Former rival General Motors found Devine there last year and recruited him to become its CFO and a vice chairman. He assumed those posts Jan. 1.
Devine spoke with Staff Reporter Jim Henry at the Geneva auto show Feb. 27.
Lenders say they can't compete with captives because of the financial support captives get from the factories. Does the net income of the captives really reflect how profitable the auto-lending business is, or is it just a question of which pocket the money comes from?
Reported net income is a pretty good indicator of where they think they are. What you don't want to do is to kid yourself about the inherent profitability of that business. Sure, there is incremental support, but things like credit losses are the captives' responsibility.
Is there some way to gauge how the captives would do as stand-alone businesses?
GMAC is a stand-alone.
Are stand-alones profitable?
GMAC is profitable; Ford Credit is profitable. I think it's a good business to be in. There is residual risk; there is credit risk.
What's the 2001 outlook for the captives?
The goal for GMAC is the seventh year of increasing profitability. That's not an easy goal in a year when volume is supposed to be down.
How do you get more profitable when volume is down? Cut back on leasing?
No, leasing is about right where it is.
Do you expect the Federal Reserve to make more interest-rate cuts?
I hope so. I think we're going to see another one or two reductions this year. Consumer confidence is down. The Fed looks at us in the auto industry as an indicator of how things are going for the economy. January, by any stretch, was a pretty healthy level. February looks pretty good.
So why is there so much gloom and doom about the economy?
We don't think we're in a recession. But when sales are down at all, any time there is a shock or something like that that we can't predict, you are not that far from a full-blown recession.

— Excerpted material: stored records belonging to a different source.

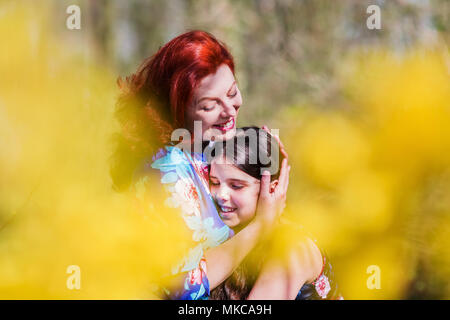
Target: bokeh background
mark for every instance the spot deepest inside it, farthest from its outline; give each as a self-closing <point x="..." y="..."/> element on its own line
<point x="364" y="115"/>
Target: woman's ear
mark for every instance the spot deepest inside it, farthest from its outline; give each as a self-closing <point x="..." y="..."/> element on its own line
<point x="273" y="185"/>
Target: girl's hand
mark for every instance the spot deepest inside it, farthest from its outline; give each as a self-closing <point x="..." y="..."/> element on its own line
<point x="271" y="204"/>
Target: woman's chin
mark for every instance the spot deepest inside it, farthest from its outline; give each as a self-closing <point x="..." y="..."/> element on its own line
<point x="217" y="135"/>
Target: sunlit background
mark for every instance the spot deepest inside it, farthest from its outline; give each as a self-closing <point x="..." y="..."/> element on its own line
<point x="364" y="115"/>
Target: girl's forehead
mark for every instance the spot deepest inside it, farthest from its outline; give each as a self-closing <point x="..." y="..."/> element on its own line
<point x="226" y="170"/>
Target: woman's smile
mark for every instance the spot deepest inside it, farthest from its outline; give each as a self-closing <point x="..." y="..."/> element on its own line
<point x="225" y="126"/>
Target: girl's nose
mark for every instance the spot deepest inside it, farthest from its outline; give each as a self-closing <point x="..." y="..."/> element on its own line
<point x="222" y="195"/>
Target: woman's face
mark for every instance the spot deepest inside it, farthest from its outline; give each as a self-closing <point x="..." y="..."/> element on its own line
<point x="235" y="192"/>
<point x="215" y="103"/>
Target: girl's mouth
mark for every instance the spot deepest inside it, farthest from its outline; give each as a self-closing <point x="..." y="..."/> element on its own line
<point x="226" y="126"/>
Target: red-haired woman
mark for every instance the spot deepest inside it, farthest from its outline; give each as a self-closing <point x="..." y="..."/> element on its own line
<point x="191" y="78"/>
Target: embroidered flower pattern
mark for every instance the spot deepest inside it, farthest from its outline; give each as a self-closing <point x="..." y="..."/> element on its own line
<point x="185" y="177"/>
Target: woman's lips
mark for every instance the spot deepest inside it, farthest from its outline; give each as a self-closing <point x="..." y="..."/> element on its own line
<point x="225" y="126"/>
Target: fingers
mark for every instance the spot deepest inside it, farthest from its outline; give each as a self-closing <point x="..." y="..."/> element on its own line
<point x="284" y="175"/>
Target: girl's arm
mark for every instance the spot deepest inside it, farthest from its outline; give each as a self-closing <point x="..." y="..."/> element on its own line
<point x="223" y="259"/>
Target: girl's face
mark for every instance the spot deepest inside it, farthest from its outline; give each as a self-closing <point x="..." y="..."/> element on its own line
<point x="215" y="103"/>
<point x="235" y="192"/>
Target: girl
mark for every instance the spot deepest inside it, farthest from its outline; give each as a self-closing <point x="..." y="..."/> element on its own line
<point x="189" y="79"/>
<point x="300" y="271"/>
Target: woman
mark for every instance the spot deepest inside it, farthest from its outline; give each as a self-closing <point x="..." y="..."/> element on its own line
<point x="295" y="269"/>
<point x="189" y="79"/>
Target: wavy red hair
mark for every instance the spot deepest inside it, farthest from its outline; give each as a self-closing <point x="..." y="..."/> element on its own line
<point x="153" y="101"/>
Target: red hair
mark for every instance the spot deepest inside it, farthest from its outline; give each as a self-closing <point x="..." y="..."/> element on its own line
<point x="153" y="101"/>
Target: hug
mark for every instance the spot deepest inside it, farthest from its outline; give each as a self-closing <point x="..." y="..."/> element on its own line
<point x="230" y="198"/>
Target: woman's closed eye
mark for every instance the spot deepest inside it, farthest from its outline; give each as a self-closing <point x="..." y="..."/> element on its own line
<point x="209" y="107"/>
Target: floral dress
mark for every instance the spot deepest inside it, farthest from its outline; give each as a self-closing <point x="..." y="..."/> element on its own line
<point x="185" y="179"/>
<point x="324" y="287"/>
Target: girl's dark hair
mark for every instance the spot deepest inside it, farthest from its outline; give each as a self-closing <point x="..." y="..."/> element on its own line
<point x="241" y="281"/>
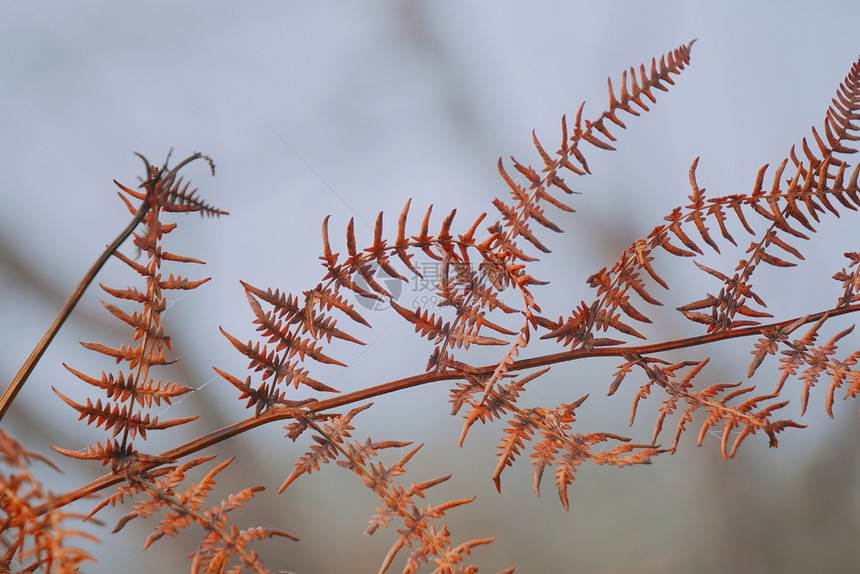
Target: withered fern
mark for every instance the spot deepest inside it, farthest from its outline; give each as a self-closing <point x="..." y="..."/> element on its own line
<point x="486" y="296"/>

What's your 2001 sales forecast?
It's about 16 million to 161/2 million, including medium and heavy trucks, and the February rate looks to be in that range. That's still pretty good. The scenario late last year was that the first quarter would be very weak, with a gradual recovery the rest of the year. The first quarter is turning out not to be so bad. In light of that, the issue now is what the second half of the year looks like. Will we see recovery? Right now, flat seems more likely.